Obama’s First Fifteen Months, Composite Edition

Brad DeLong has two posts, one from Ezra “I’m a liberal who is safe for the Washington Post” Klein and one from Mike “I actually looked at the data” Konczal.

Brad deals with Ezra’s folly:

I think a B+ is too high a grade–largely because one big task of 2009 was to set up the situation so that you could still make policy in 2010 and 2011 if it turned out that you needed to.

And that’s without mentioning that the Administration violated the first law of Presidencies; the one George Effing W. Bush knew well: give your base something early, so they know you didn’t just come to them for their votes. Bush gave his “faith-based initiatives.” Obama—who campaigned on card check, principal reduction, and his father being Jor-El—only went for big-ticket items.

Mike goes in detail over the ground I discussed here: the idiocy that is the 2010 State of the Union Address, delivered 27 January 2010. With contemporaneous detail. Go Read the Whole Thing.

It’s not just bad economics, it’s bad politics. Which brings me back to Matt’s lazy first graphic, which means I’m going to beat the dead horse again. Below the fold.

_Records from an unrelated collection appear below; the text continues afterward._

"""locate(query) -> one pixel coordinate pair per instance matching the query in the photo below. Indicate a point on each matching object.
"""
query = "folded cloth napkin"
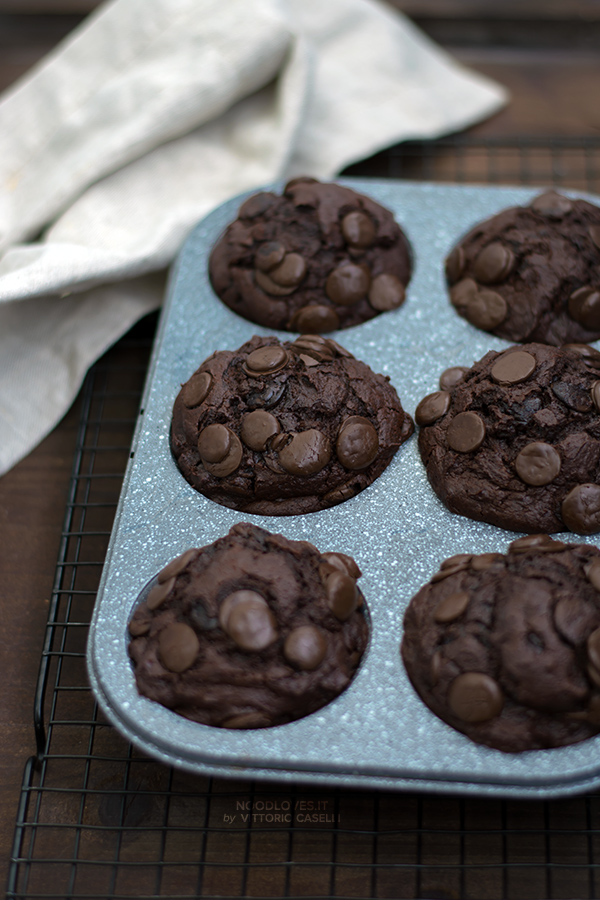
(150, 114)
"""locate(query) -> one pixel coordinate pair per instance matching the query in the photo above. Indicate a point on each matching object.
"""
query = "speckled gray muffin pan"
(378, 733)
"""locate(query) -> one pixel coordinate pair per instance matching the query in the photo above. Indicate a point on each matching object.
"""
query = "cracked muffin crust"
(281, 428)
(515, 439)
(532, 273)
(251, 631)
(318, 258)
(506, 647)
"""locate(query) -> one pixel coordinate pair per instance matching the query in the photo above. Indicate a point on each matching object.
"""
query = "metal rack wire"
(97, 819)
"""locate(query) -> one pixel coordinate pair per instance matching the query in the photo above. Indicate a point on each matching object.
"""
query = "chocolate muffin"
(506, 648)
(285, 428)
(515, 439)
(318, 258)
(251, 631)
(532, 273)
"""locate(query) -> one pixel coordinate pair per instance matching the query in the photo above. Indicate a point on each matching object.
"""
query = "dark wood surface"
(554, 85)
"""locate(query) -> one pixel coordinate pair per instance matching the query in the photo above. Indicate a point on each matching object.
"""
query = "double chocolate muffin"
(532, 273)
(515, 439)
(318, 258)
(251, 631)
(506, 648)
(285, 428)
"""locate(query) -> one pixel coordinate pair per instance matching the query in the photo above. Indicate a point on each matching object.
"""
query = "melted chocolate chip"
(266, 360)
(305, 647)
(348, 284)
(306, 454)
(475, 697)
(584, 307)
(494, 263)
(290, 272)
(386, 292)
(178, 646)
(452, 376)
(432, 407)
(358, 229)
(357, 443)
(247, 619)
(257, 428)
(572, 396)
(342, 595)
(580, 510)
(466, 432)
(538, 463)
(196, 389)
(513, 367)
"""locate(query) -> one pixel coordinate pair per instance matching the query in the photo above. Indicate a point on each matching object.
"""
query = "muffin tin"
(378, 733)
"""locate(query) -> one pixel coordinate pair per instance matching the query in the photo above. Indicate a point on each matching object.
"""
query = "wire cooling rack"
(97, 819)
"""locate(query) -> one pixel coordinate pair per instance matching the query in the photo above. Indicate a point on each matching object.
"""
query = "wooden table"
(547, 54)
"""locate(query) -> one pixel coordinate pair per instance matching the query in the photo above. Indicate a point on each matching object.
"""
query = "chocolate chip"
(342, 595)
(584, 307)
(452, 376)
(357, 443)
(552, 204)
(466, 432)
(247, 720)
(592, 571)
(494, 263)
(290, 272)
(475, 697)
(455, 265)
(196, 389)
(176, 565)
(343, 563)
(580, 510)
(572, 396)
(513, 367)
(306, 454)
(267, 398)
(245, 616)
(386, 292)
(266, 283)
(485, 561)
(315, 318)
(256, 205)
(432, 407)
(266, 360)
(159, 593)
(593, 648)
(220, 450)
(358, 229)
(178, 646)
(257, 428)
(305, 647)
(541, 543)
(269, 255)
(451, 607)
(348, 284)
(538, 463)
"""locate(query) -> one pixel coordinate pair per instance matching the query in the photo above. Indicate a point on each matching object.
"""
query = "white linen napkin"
(150, 114)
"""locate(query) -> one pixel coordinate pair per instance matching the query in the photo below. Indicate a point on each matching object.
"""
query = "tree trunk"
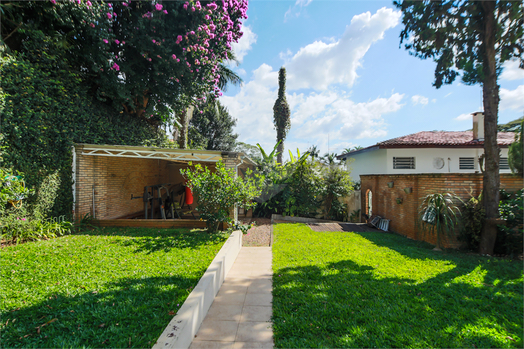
(490, 91)
(184, 120)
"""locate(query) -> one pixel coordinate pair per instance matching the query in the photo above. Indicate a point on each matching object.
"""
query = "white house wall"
(371, 162)
(380, 161)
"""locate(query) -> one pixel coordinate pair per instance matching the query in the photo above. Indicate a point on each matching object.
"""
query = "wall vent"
(503, 164)
(467, 163)
(403, 163)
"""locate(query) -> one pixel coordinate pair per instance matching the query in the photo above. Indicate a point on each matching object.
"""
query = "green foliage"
(336, 185)
(108, 288)
(47, 110)
(376, 290)
(25, 216)
(12, 189)
(473, 217)
(438, 215)
(219, 191)
(301, 186)
(515, 152)
(430, 29)
(212, 129)
(354, 217)
(510, 235)
(281, 113)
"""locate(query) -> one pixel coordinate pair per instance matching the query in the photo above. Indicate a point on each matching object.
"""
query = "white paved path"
(240, 316)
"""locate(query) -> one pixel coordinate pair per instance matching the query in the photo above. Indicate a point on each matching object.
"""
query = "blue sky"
(347, 79)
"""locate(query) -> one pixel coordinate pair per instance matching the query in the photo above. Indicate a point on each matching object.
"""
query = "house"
(397, 174)
(428, 152)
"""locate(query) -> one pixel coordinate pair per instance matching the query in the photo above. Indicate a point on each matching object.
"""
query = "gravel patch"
(259, 234)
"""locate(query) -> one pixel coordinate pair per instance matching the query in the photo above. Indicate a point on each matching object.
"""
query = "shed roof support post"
(231, 160)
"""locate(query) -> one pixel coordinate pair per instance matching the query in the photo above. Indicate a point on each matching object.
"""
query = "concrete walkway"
(240, 316)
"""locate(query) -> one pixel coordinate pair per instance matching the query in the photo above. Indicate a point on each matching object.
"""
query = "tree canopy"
(472, 38)
(213, 128)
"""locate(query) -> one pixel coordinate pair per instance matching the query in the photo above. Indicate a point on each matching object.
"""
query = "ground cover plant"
(112, 288)
(343, 289)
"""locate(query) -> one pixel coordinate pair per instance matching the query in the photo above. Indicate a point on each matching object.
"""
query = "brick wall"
(404, 216)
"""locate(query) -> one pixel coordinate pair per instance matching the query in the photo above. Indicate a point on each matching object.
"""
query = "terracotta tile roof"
(437, 139)
(443, 138)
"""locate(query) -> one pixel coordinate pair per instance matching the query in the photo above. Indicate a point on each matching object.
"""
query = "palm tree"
(313, 151)
(438, 214)
(281, 113)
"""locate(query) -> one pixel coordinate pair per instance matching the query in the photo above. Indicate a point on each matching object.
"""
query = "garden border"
(181, 330)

I called it “lazy” because it is; it’s raw data, and you don’t just look at raw data in isolation, at least if you’re sane. You don’t do it if you’re an economist, and you don’t do it if you’re a politician.

As an economist, you don’t just look at unemployment; you look at unemployment in relation to other things—causes, effects. GDP gaps, demographics, transitions from one sector to another, you name it. It’s nice to see data, and flows, but they have to mean something.

Political analysts—if they’re any good—don’t look at data in isolation either, especially when they have Austan Goolsbee, Alan Kreuger, Christina Romer, and even Lawrence H. Summers working with them. Any one of those four—let alone all of them, often in the same room, if not always the same discussion—could tell David Axelrod that the U.S. needs to create between 110,000 and 150,000 jobs a month just to tread water on unemployment. Maybe they ballpark it at 125,000. So instead of Matt’s original graphic, David Axelrod would have seen something like this one:

And if he’s still talking about how his boss will have nothing to worry about in two years, well, I’m certain that Goolsbee, Krueger, Romer, or Summers—all of whom were still at the White House during that time—would have set him straight.

And there would have been another policy, a change of course. Or a really bad Unforced Error.